The recommendation was issued following an Article IV mission to Turkey for consultations on the country’s fiscal policies under the IMF’s Articles of Agreement, led by IMF official James P. Walsh, which concluded its assessment earlier this month.

The IMF’s preliminary findings highlighted a notable improvement in Turkey’s economic conditions since mid-2023. The report praised Turkey’s tighter economic policies, which have reduced crisis risks, bolstered market confidence and led to a decline in the current account deficit to 2.7 percent of GDP in the first quarter of 2024.

Furthermore, international reserves increased by $91 billion since April, while Turkey’s sovereign risk rating was upgraded by international credit agencies, resulting in a drop of nearly 440 basis points in credit default swap (CDS) spreads.

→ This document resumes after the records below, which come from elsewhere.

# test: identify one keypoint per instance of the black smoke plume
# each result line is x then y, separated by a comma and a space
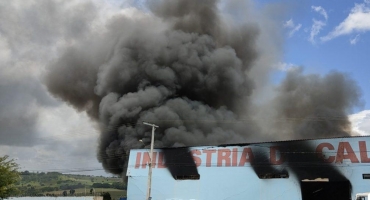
186, 68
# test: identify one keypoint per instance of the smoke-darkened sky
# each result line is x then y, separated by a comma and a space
207, 73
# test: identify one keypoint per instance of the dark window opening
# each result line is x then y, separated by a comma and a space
366, 176
324, 190
187, 177
271, 175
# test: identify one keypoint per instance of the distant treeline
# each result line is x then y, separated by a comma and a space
40, 183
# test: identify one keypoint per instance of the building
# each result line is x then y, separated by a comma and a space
336, 168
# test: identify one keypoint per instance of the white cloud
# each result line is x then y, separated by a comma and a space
357, 21
41, 133
354, 40
360, 123
293, 28
315, 29
320, 10
317, 25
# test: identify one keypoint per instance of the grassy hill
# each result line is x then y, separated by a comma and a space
54, 183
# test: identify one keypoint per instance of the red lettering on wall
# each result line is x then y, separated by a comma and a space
345, 146
247, 156
223, 155
319, 151
154, 159
234, 160
196, 159
209, 156
161, 160
138, 159
146, 160
363, 152
274, 154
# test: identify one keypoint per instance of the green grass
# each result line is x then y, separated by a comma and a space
115, 193
37, 183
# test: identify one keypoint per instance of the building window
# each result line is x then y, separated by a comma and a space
366, 176
271, 175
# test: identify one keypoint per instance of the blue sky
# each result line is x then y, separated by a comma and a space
340, 43
321, 36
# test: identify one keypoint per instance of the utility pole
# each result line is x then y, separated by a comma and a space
149, 188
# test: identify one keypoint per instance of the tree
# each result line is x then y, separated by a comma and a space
8, 177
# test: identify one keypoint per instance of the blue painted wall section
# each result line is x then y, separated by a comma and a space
274, 170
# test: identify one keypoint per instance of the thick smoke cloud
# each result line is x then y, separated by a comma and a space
187, 69
30, 33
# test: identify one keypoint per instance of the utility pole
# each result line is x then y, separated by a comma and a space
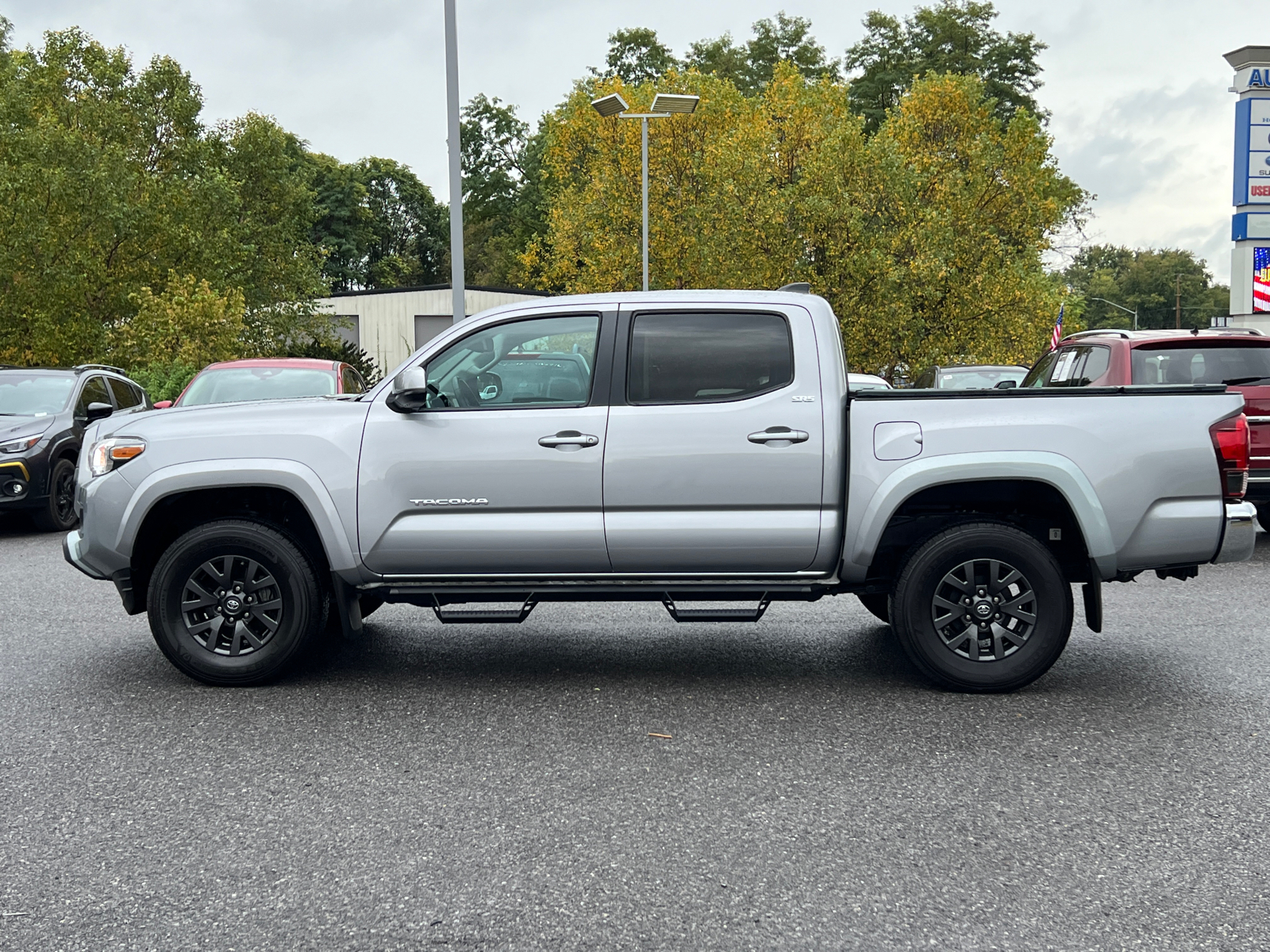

Despite these positive developments, the IMF noted that inflation remains a significant challenge. Headline inflation has eased somewhat over the summer but remains elevated. The IMF warned that without a more aggressive tightening of fiscal and monetary policies, inflation could stand at around 43 percent by the end of December 2024.

The IMF’s report projects that Turkey’s GDP growth will slow to around 3.4 percent in 2024 due to reduced domestic demand. Inflation is expected to gradually decline to 24 percent by 2025, with the current account deficit continuing to shrink to approximately 2.2 percent of GDP. However, the IMF stressed that further efforts are needed to sustain this progress and mitigate downside risks, such as rising global energy prices, geopolitical tensions and potential reversals of capital flows.

The IMF also emphasized the need for a larger and more front-loaded fiscal consolidation to support disinflation efforts. It recommended rationalizing tax expenditures, broadening the tax base, limiting non-essential capital spending and reforming energy subsidies to protect vulnerable households. The IMF also suggested unifying the value-added tax (VAT) and enhancing compliance to reduce informality and improve tax fairness.

Monetary policy should remain tight until inflation expectations align with the Central Bank of the Republic of Turkey’s (CBRT) forecast range, the IMF said. It also recommended phasing out quantitative credit caps and focusing on smoothing temporary exchange rate volatility without hindering the exchange rate’s role as a shock absorber.

Addressing the challenges in Turkey’s financial sector, the IMF called for continued vigilance and further reforms, including simplifying lira reserve requirements, improving money market functioning and expanding the CBRT’s term deposits.